Yes - the daemon is not running, and the module is not loaded.
Sometimes, the daemon is stopped, but the script says "module in use"
and doesn't unload it. When I do "lsmod", I see the module is not in
use, and I can do "rmmod" manually.
netstat -tpna shows there are no established connections to port 3260,
and nothing listens on port 3260 (the default port I'm running IET on).
Also - I can restart the machine running IET, and after that, some/all
initiators are not able to connect anymore.
So my reasoning is that something breaks in IET when 200 initiators want
to reconnect almost at the same time?
> after u loaded, if the daemon is actually running and the
> module is loaded. or can u run ietd -f, make it run foreground and see
> if it core dump or exit?
I tried that - running with -f, -d 9 etc. - it gave no scary messages.
And it didn't crash, coredump, or exit. The process runs, but does
something unexpected.
>> Does it ring a bell?
>>
>> If no, this x86 target machine has 256 MB RAM (about 70 MB used) - maybe
>> that has something to do?
>> I remember in my early days with iSCSI I reported instability problems
>> on an ARM machine with 256 MB RAM (or was it 128?) - the answer from
>> this list that normally, you guys have like 1 GB on target machines.
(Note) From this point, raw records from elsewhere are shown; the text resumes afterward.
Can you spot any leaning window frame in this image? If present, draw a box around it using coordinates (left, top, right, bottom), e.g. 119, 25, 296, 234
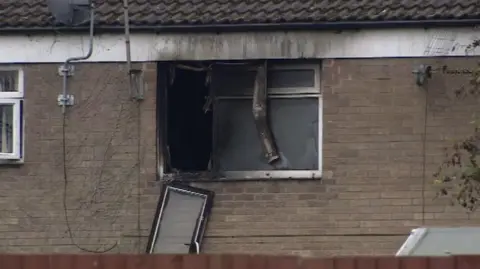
215, 62, 323, 180
157, 61, 323, 181
0, 66, 25, 160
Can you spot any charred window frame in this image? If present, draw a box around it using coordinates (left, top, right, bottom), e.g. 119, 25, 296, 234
158, 61, 323, 180
146, 183, 215, 254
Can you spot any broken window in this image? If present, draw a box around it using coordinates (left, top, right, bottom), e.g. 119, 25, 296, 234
147, 182, 214, 254
159, 63, 322, 178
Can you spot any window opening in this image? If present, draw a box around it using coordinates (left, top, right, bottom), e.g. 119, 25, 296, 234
0, 67, 23, 162
167, 68, 212, 172
159, 62, 322, 178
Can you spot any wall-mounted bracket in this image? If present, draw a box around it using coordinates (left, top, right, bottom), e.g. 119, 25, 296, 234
58, 65, 75, 77
412, 64, 432, 86
57, 94, 75, 106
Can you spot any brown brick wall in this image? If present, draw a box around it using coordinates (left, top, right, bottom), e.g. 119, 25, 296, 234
0, 58, 479, 256
0, 63, 158, 252
196, 58, 480, 255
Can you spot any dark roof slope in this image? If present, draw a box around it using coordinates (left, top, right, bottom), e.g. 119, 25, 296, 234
0, 0, 480, 28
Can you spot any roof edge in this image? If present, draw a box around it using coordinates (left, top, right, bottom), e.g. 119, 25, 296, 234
0, 18, 480, 34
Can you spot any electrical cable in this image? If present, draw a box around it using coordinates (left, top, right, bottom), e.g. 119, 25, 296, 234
62, 108, 118, 253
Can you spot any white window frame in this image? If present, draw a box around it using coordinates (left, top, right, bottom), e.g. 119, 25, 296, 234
0, 67, 24, 159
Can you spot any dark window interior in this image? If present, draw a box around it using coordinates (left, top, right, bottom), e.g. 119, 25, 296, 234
165, 62, 319, 173
167, 68, 212, 172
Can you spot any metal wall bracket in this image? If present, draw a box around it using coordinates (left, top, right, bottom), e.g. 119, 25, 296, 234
412, 64, 432, 86
58, 65, 75, 77
57, 94, 75, 106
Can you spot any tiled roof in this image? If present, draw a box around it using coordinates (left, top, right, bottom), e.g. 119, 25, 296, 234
0, 0, 480, 28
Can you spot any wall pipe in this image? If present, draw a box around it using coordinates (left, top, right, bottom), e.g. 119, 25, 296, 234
62, 2, 95, 114
123, 0, 133, 96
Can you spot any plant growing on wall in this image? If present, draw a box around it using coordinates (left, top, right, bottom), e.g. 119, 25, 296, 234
434, 40, 480, 211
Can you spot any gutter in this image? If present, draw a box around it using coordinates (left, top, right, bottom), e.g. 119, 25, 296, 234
0, 18, 480, 34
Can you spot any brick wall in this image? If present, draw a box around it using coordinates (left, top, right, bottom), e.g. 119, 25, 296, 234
0, 58, 479, 256
196, 58, 480, 256
0, 64, 158, 252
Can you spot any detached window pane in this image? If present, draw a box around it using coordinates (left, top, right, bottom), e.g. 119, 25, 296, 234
214, 98, 319, 171
0, 104, 13, 153
0, 71, 18, 92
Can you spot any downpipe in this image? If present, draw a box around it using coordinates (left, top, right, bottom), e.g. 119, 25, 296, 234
62, 2, 95, 114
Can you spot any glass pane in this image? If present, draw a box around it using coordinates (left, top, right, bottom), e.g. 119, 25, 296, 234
153, 190, 205, 254
0, 105, 13, 153
212, 68, 319, 96
0, 70, 18, 92
267, 69, 315, 88
214, 98, 318, 171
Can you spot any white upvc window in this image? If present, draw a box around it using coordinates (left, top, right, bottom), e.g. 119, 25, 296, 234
0, 67, 24, 161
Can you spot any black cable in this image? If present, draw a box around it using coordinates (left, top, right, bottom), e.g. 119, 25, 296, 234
137, 101, 142, 252
62, 106, 118, 253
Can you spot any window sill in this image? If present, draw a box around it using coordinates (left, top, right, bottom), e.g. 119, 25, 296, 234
0, 159, 25, 166
162, 170, 322, 182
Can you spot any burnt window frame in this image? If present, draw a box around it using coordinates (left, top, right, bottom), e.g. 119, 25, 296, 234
157, 60, 323, 181
146, 183, 215, 254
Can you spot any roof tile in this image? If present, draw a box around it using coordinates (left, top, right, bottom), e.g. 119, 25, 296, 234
0, 0, 480, 28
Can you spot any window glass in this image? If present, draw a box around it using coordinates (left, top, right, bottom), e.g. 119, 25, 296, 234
0, 104, 13, 153
214, 98, 319, 171
0, 70, 18, 92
>> I had to fix some /proc values on ARM target - no more problems.
>>
>> Maybe the issue is similar this time, too (too few RAM - 256 MB, too
>> many targets - more than 200).
>
> could you in same box only configure 1, 5, 10, 20, 40 target each time
> and see if reproduce? so we can grab some clue.
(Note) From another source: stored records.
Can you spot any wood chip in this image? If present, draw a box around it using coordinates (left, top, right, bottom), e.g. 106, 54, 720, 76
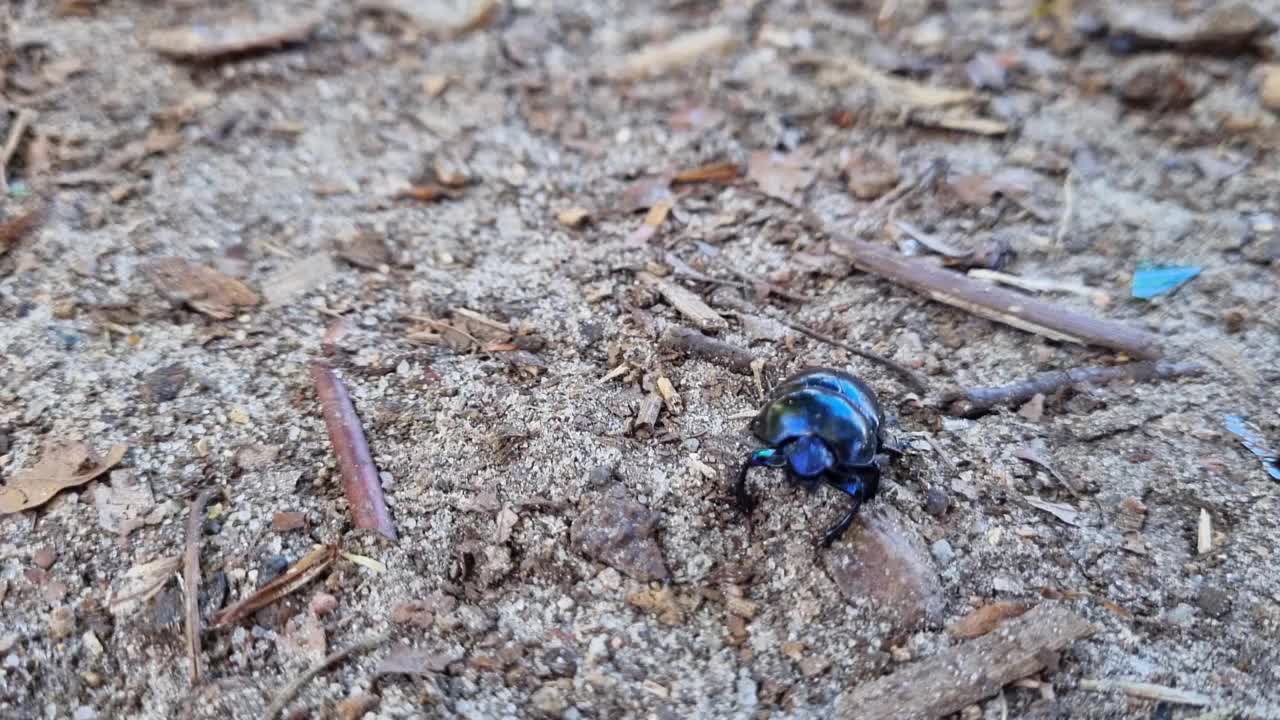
145, 258, 259, 320
613, 26, 737, 79
1196, 507, 1213, 555
262, 252, 338, 306
947, 602, 1027, 639
836, 603, 1097, 720
210, 544, 338, 628
1080, 678, 1213, 706
636, 273, 728, 332
358, 0, 502, 38
0, 441, 128, 515
147, 14, 324, 60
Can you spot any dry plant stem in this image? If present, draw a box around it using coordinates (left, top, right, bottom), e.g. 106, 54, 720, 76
0, 108, 36, 193
782, 320, 929, 395
311, 363, 396, 539
832, 237, 1160, 359
266, 633, 390, 720
836, 605, 1096, 720
182, 488, 220, 685
942, 363, 1204, 418
658, 327, 755, 373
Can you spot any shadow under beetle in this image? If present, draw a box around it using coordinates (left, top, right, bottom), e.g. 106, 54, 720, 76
733, 368, 902, 547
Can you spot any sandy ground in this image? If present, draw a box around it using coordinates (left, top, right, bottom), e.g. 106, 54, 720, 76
0, 0, 1280, 720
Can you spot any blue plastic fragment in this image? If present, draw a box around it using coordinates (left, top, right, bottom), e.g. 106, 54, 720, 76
1133, 265, 1201, 300
1222, 415, 1280, 480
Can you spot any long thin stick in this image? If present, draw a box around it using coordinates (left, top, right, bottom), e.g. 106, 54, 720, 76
182, 488, 220, 685
832, 234, 1160, 359
782, 320, 929, 395
266, 633, 390, 720
311, 363, 396, 539
0, 108, 36, 193
942, 363, 1204, 418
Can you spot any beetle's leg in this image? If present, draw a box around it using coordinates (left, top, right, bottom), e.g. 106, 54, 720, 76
822, 465, 879, 547
733, 447, 787, 512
It may take some time, as it's a production machine. But yes, it's a
good idea, I'll do it.
> also one might related issue is when unload iet, if you have too many
> targets and too many ini, when u unload in the middle and another ini
> begin to reconnect, it will fall into a dead lock like situation and
> lead to unexpected situation.
Do you mean target, or initiator by saying "it"?
Read below - the initiator has only problems connecting to that
particular target:
I rebooted the IET machine, and still some/all initiators were not able
to reconnect.
A command like:
iscsiadm -m discovery -t sendtargets -p <IET_THAT_BREAKS>
started on an initiator takes very long to finish, with the output like
in the email subject ("Login I/O error, failed to receive a PDU").
When we connect from the same initiator machine to another IET (running
just a couple of targets), everything works fine, we receive a list of
available targets.
Or, we stop that problematic IET, and start tgtd instead (with exactly
the same list of targets) - discovery/sendtargets works then.